Il colonialismo è finito

di Crosta Mario

DA OGGI SI RIPRENDE
Nel 1992 ricorre il 500° anniversario di ciò che secondo alcuni è la scoperta, secondo altri la conquista delle Americhe. Già la discordanza sulla definizione di quanto è avvenuto (scoperta conquista?) ci induce a riflettere sulle diverse possibilità di lettura dell’avvenimento. Tenterò in questa sede di approfondire gli aspetti economici della vicenda.E ancor più precisamente, lasciando agli storici la ricostruzione di quanto è successo in questi 500 anni, cerche rò di mettere in rilievo come ancora oggi operino meccanismi che in qualche modo consentono la perpetuazione di una situazione di dominio di alcuni stati su altri. Voglio solo richiamare alcuni processi che presero avvio, o che si caratterizzarono con aspetti di particolare rilievo, a partire dal 1492:

  • l’allargamento dei mercati sia dal punto di vista territoriale che dal punto di vista delle tipologie delle merci;
  • l’utilizzo-sfruttamento di nuova manodopera;
  • il fenomeno coloniale.

La sinteticità dell’elencazione rischia di banalizzare la portata di tali processi. In effetti, la pur minima riflessione ci consente di vedere come il corso della storia di alcuni popoli sia stato profondamente segnato da tali eventi.

SONO RIMASTE LE CONDIZIONI
Con un salto di notevolissime dimensioni ci portiamo all’oggi. Inutile sottolineare come il continente americano sia diviso in varie Americhe. Sul perché esistano varie Americhe (argomento di non poco interesse) sarebbe utile fare in futuro una riflessione. Mi soffermo a presentare tre meccanismi strutturali che mi sembra determinino oggi in maniera considerevole la vita di milioni di abitanti del centro e del sud America (e non solo). Tali meccanismi (che, si badi bene, non sono gli unici) sono:

  1. il debito estero;
  2. il commercio internazionale;
  3. la cooperazione economica internazionale.

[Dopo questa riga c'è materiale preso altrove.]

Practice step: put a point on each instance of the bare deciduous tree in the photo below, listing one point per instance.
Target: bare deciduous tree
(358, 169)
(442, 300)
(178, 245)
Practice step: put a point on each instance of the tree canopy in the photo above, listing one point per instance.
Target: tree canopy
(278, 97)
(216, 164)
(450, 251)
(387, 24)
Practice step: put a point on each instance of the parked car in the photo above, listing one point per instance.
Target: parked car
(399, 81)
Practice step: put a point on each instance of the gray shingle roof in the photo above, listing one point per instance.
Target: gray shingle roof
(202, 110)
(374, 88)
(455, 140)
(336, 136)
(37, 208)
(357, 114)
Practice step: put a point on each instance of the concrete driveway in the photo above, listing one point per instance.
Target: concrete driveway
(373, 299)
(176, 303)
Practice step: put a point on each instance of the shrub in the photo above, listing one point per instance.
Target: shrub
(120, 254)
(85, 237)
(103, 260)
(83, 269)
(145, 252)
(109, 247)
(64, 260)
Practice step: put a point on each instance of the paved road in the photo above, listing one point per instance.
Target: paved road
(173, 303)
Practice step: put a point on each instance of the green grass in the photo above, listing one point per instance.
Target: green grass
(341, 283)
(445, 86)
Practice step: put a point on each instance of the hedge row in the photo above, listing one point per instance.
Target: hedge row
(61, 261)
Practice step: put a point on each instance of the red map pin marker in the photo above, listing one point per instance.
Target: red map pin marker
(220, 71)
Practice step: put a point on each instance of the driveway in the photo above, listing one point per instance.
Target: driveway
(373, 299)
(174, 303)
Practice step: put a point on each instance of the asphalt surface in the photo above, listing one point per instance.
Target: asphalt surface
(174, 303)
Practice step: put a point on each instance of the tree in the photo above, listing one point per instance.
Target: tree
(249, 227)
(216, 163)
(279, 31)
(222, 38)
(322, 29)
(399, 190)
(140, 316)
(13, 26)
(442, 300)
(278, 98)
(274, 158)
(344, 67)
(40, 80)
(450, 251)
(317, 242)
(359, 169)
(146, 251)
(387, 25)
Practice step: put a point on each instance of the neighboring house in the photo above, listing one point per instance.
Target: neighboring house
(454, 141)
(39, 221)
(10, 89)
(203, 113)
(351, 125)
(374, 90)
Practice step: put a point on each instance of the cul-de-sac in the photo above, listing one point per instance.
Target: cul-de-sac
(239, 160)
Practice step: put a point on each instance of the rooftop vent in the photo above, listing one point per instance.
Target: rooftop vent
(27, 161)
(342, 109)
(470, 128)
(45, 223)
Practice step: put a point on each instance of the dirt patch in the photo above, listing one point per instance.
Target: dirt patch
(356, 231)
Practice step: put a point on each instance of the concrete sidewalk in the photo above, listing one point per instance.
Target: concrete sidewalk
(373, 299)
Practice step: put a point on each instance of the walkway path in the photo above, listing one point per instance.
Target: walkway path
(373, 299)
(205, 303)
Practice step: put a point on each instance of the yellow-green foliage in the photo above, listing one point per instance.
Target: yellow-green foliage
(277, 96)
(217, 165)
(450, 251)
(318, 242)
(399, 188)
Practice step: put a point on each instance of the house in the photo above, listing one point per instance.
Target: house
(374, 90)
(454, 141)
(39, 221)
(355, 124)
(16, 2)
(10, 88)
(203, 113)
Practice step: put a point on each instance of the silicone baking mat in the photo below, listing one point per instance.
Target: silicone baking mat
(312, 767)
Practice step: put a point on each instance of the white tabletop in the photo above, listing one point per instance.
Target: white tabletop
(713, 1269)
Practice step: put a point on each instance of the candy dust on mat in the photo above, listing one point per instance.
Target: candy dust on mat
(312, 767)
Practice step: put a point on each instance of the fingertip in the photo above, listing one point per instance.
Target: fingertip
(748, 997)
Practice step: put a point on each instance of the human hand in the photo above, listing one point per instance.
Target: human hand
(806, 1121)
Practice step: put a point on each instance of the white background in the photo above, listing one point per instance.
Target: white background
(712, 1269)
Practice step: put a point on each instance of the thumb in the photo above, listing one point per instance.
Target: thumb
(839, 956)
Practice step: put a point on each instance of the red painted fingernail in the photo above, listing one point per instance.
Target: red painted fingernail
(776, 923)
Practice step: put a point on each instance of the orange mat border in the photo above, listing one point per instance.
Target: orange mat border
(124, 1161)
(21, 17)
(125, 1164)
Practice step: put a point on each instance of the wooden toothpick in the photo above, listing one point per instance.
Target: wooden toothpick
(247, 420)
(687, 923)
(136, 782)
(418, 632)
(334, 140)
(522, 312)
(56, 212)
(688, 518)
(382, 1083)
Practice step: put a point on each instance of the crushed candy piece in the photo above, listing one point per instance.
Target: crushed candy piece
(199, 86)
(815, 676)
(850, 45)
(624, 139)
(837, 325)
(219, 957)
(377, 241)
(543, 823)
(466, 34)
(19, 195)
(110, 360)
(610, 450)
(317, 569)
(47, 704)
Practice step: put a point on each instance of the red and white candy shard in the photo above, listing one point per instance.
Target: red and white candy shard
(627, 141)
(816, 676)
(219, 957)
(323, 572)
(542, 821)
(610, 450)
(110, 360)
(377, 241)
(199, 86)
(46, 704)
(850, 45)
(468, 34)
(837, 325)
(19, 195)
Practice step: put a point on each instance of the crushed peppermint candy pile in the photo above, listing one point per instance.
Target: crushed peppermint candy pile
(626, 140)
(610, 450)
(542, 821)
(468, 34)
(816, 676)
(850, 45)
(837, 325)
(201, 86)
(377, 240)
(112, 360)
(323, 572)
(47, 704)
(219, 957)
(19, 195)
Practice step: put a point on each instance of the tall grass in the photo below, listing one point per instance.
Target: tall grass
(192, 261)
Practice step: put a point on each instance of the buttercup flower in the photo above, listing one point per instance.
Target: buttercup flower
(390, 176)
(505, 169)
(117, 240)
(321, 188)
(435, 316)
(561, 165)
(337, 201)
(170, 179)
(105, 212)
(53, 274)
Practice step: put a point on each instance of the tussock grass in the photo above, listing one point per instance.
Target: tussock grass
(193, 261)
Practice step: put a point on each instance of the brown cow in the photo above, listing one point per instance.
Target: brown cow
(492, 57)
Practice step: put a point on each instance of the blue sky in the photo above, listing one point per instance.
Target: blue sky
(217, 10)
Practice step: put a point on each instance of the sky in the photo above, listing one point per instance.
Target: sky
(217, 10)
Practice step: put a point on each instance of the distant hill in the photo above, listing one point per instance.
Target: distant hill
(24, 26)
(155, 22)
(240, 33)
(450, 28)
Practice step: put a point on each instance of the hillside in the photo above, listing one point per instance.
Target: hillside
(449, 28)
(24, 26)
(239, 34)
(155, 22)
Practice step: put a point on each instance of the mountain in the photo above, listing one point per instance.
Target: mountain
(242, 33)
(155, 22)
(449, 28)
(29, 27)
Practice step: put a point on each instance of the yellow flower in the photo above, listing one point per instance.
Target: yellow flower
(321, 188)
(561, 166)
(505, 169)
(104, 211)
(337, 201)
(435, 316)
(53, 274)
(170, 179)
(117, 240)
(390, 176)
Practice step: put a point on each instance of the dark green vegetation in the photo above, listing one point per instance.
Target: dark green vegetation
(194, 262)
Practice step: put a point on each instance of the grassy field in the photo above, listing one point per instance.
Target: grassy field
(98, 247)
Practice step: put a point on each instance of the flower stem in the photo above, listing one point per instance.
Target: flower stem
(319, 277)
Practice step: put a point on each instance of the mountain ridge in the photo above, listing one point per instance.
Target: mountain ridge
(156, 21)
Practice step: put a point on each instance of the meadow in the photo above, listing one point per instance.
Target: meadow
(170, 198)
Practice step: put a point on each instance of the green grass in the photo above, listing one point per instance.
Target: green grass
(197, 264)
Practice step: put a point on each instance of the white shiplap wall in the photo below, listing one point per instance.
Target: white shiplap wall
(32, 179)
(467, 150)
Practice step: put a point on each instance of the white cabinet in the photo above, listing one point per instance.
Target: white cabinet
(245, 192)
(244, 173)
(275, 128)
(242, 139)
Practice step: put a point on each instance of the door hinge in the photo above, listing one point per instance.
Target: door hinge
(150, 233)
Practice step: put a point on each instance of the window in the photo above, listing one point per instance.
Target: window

A) Il debito estero: già altre volte si è discusso in Madrugada del debito estero dei Paesi in via di Sviluppo (PVS). In questa occasione evidenzio solo come scelte politiche unitamente alla legge della remunerazione del capitale (mai messa in discussione negli ambienti finanziari internazionali) abbiano messo in ginocchio interi popoli, intere economie di per sè in possesso di un’elevata ricchezza potenziale. Al di là di tutte le analisi che si possono fare, il debito estero altro non si è dimostrato che un meccanismo strutturale in grado di determinare la sudditanza dei paesi del sud del mondo al capitale finanziario internazionale.
B) Il commercio internazionale: le recenti vicende relative al commercio internazionale hanno dimostrato come molte scelte di politica economica siano completamente determinate da prese di posizione ideologiche. Quanto è stato raccomandato ai PVS il libero scambio quale medicina necessaria per uscire dalla loro crisi? L’analisi dei flussi commerciali tra i grandi blocchi (CEE – Usa – Giappone) evidenzia però elevati gradi di protezionismo. E un’analisi ancor più approfondita dimostra che tale protezionismo è causa di ulteriore impoverimento dei PVS. A quando un riordino dei mercati internazionali? Le vicende di questi giorni legate alle difficoltà di negoziazione relativamente al rinnovo degli accordi GATT, non fanno certo ben pensare. Ogni singolo blocco è esclusivamente teso a proteggere i propri egoistici privilegi.
C) La cooperazione economica internazionale: è di questi giorni la notizia che la farina inviata ad un PVS nell’ambito di un progetto di cooperazione da una società italiana era avariata. Un incidente? Forse. Certamente un segnale molto pericoloso. Mi chiedo: a quando un’effettiva cooperazione tra i popoli che sostituisca l’attuale spartizione di affari tra multinazionali? Basta analizzare come vengono spesi in Italia i fondi destinati alla cooperazione per rendersi conto di come molto spesso, dietro ci siano gli interessi di questa o di quella multinazionale. E in molte occasioni, peraltro, tali fondi vengono impegnati in opere faraoniche di dubbia utilità per il contesto in cui sono realizzate. Quello che dovrebbe essere un modo per concretizzare la solidarietà, si dimostra essere mera ricerca del profitto. Queste poche righe non hanno certo la pretesa di essere una riflessione conclusiva. Tutt’altro. L’obiettivo è quello di provocare una riflessione. Quelli evidenziati sono solo tre flash che, in quanto tali, possono forse aiutarci a fare parzialmente luce sui processi economici internazionali.
Formalmente il colonialismo è finito. Ma in effetti, è proprio così?